В.: А что именно тебе было дано, а что ты нарабатывала? Е.: Вот мы ранее пришли к выводу, что у меня была любознательность в профессии. Когда я была маленькой, появились первые кассеты, мама мне купила «Жизель» с Бессмертновой, «Щелкунчик» с Архиповой, «Лебединое» с Майей Михайловной Плисецкой. Я их досматривала до дыр. Были каникулы, я приносила завтрак в комнату и смотрела. Что там находила маленькая девочка?... Еще у меня всегда было достаточно легкое вращение от природы. Фактура, наверное. Ножки от родителей (
улыбается). От мамы – форма, от папы – длина. У мамы очень изысканная щиколотка, а папы очень длинные ноги. А все остальное… Коленки у меня торчали, и после того, как мне об этом сказали, я просто держала эту мысль в голове, и до сих пор держу. Поэтому я всегда удивляюсь, когда слышу заблуждение, что балерине не нужно думать…
В.: Я тоже с этим согласна, а второе заблуждение – это то, что можно смотреть балет без подготовки. Е.: Конечно, нужна подготовка.
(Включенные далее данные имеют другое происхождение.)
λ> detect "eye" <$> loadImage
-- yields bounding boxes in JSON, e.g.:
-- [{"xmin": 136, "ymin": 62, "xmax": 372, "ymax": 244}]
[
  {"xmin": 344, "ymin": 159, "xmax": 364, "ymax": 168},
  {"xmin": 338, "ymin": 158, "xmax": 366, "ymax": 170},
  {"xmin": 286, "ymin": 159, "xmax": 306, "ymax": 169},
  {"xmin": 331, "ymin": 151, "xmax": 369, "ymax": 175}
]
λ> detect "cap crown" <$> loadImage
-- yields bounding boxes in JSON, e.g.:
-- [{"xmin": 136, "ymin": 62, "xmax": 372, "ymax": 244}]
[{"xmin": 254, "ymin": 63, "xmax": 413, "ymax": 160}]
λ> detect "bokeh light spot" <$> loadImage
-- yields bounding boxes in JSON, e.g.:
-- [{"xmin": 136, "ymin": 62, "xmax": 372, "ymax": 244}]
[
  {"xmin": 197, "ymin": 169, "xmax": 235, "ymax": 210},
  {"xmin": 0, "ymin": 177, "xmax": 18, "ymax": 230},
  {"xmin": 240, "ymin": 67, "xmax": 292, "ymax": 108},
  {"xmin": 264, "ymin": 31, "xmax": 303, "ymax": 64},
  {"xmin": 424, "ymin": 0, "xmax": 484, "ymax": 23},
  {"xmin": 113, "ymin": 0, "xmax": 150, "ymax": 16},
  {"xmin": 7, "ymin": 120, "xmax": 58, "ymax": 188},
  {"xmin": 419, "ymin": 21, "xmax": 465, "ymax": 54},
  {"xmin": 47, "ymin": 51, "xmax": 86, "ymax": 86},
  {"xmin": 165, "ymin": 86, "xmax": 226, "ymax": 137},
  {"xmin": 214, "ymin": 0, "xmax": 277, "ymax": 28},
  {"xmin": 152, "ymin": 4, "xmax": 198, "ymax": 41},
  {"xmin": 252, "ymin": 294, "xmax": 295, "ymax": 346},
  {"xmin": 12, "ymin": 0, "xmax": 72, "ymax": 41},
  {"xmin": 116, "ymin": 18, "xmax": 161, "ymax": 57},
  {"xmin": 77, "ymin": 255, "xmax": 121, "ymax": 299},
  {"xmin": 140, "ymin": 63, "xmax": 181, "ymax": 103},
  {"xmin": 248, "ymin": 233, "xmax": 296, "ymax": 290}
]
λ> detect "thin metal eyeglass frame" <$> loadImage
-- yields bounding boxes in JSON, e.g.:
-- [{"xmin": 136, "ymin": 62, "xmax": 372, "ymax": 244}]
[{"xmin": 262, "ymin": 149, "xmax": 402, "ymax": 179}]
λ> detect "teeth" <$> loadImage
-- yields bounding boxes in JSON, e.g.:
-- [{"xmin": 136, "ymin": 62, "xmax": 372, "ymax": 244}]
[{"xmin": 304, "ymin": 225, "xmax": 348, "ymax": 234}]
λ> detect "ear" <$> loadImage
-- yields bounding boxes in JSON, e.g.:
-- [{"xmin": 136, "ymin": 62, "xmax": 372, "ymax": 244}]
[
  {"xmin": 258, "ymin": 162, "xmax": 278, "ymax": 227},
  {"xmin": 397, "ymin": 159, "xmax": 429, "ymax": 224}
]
Никто не заставляет зрителя разучить балетные па и их названия, но изучить произведение, на которое ты идешь, наверное, ты должен, а может быть даже и не по краткому содержанию.
В.: Желательно прочитать Гайд от Большого эксперта (смеется) Е.: Конечно, перед спектаклем нужно освежить в памяти, чтобы понимать, о чем идет речь. У тебя будет другой интерес к происходящему на сцене.
М.: На этой вдохновляющей ноте мы завершим наше интервью. Спасибо тебе огромное за столь долгий увлекательный разговор.